76. Article (8)(2)(a) of the 2016 Order states that a local authority must notify a person who is eligible for kinship care assistance in the form of financial support or an allowance with details of the way the amount has been determined. Article (8)(2)(b) states that, where kinship care assistance is to be paid by instalments, the local authority must give notification of the amount of each instalment, the frequency of the payment, the period for which kinship care assistance is to be paid and the date of the first payment. Local authorities may make a decision to make a single payment of financial assistance. If so, article (8)(2)(c) states that they must give notification of the amount and the date the payment is to be made.

77. It is recommended that any entitlement to a financial allowance provided as kinship care assistance is reviewed annually by a local authority.

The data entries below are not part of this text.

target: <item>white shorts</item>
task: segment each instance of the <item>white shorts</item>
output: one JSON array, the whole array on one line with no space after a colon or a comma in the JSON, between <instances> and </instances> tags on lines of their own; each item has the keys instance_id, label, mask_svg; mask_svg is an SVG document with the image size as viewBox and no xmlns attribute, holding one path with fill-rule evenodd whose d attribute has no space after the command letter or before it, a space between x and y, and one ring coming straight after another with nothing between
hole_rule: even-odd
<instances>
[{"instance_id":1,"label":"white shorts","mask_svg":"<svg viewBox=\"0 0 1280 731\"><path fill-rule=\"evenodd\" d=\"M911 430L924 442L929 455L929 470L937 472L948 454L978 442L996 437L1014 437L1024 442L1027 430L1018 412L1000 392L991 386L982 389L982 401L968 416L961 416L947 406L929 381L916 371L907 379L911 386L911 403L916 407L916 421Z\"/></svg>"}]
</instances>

Where there is a change of circumstance, it is recommended that a kinship carer notifies the local authority as soon as is reasonably practicable.

Publication of information on kinship care assistance

78. Under article 9 of the 2016 Order, a local authority must publish information in relation to the provision of kinship care assistance in that local authority's area, including:

a) the local authority's policy in relation to the provision of kinship care assistance;

b) the local authority assessment criteria for a kinship care placement;

c) the local authority's application process for kinship care assistance in relation to a financial allowance or financial support towards the cost of an application;

d) the rate at which allowances are payable:

e) any further information that the local authority considers relevant.

79. A local authority must keep published information under review and, where appropriate, publish revised information. The information should be provided in a timely and accessible manner. Information should be available in a range of languages and formats on request. It is recommended that local authorities should include information about their complaints procedures within their publication of information on kinship care assistance.